Laerdal, Physio-Control and SurVivaLink have recently introduced new AEDs
targeted at markets similar to those targeted by the ForeRunner defibrillator.
The introduction of these or other similar products may cause pricing pressure
on the Company's existing products in order for the Company to remain
competitive in the market.

   The Company believes that the principal competitive factors for AEDs in the
professional EMT and first responder market segments are ease of use, low
maintenance and training requirements, cost-effectiveness, size, safety and
reliability.  The ForeRunner AED is designed to address all these factors.
However, there can be no assurance that the Company's products will compete
favorably with the products offered by its competitors, or that superior
defibrillation technologies will not be developed by these competitors or others
which may render the Company's technology or products obsolete or
noncompetitive.  In addition, a number of companies may be engaged in the
development of approaches for the treatment of sudden cardiac arrest other than
those utilized by the Company.   There can be no assurance that

                                       12
<PAGE>
 
Item 2.  Management's Discussion and Analysis of Financial Condition and Results
         of Operations (continued)


superior defibrillation technologies will not be developed by these competitors
or others, or that alternative therapies or approaches, including pharmaceutical
or other alternatives, will not render the Company's technology, products, or
products under development obsolete or noncompetitive.
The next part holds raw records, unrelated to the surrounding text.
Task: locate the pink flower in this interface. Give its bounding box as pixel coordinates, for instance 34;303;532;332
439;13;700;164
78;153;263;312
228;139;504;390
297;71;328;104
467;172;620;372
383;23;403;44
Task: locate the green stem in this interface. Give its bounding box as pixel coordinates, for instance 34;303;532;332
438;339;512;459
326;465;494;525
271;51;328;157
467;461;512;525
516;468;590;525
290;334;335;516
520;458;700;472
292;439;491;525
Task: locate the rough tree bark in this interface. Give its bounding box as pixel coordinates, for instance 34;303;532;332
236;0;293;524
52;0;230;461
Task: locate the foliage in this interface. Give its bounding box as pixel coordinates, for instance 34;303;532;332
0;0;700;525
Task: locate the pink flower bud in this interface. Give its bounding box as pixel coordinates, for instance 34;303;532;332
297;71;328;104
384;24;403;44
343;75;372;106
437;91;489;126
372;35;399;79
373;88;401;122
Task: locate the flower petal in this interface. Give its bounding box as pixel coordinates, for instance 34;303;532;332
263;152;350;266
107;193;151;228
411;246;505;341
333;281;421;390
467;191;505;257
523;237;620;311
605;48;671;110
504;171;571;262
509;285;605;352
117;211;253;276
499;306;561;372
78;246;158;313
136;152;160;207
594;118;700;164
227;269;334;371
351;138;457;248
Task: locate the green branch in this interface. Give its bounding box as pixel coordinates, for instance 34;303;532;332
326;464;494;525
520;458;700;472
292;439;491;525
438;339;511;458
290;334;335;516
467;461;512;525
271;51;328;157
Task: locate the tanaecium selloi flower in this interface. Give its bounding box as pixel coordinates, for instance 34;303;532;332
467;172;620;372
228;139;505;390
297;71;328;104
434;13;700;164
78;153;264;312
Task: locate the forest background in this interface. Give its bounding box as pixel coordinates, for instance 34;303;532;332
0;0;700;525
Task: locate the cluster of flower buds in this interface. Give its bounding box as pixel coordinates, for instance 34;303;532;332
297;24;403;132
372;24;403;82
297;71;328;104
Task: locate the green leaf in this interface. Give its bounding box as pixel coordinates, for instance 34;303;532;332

   Limited Sales, Marketing and Distribution Experience. The Company has limited
experience selling and marketing its product in domestic or international
markets.  In the United States, the Company currently sells its products through
a direct sales force and distribution partners.  The Company intends to expand
the size of its direct sales force during the remainder of 1997 and expects to
sign additional domestic distribution partners by the end of 1997.  However,
competition for sales personnel is fierce and there can be no assurance that the
Company will be able to attract or retain qualified sales personnel.  In
addition, there can be no assurance that the Company will be able to maintain
its current distribution partners or enter into additional domestic distribution
agreements.  In international markets, the Company sells its products primarily
through distributors, and to date has entered into agreements with distributors
throughout the world.  However, there can be no assurance that the Company's
distributors will devote adequate resources to selling the Company's products
over other products or will adequately train their sales force about the
Company's products.  In addition, there can be no assurance that the Company's
sales and marketing organization will be cost-effective, or that the Company's
sales and marketing efforts will be successful.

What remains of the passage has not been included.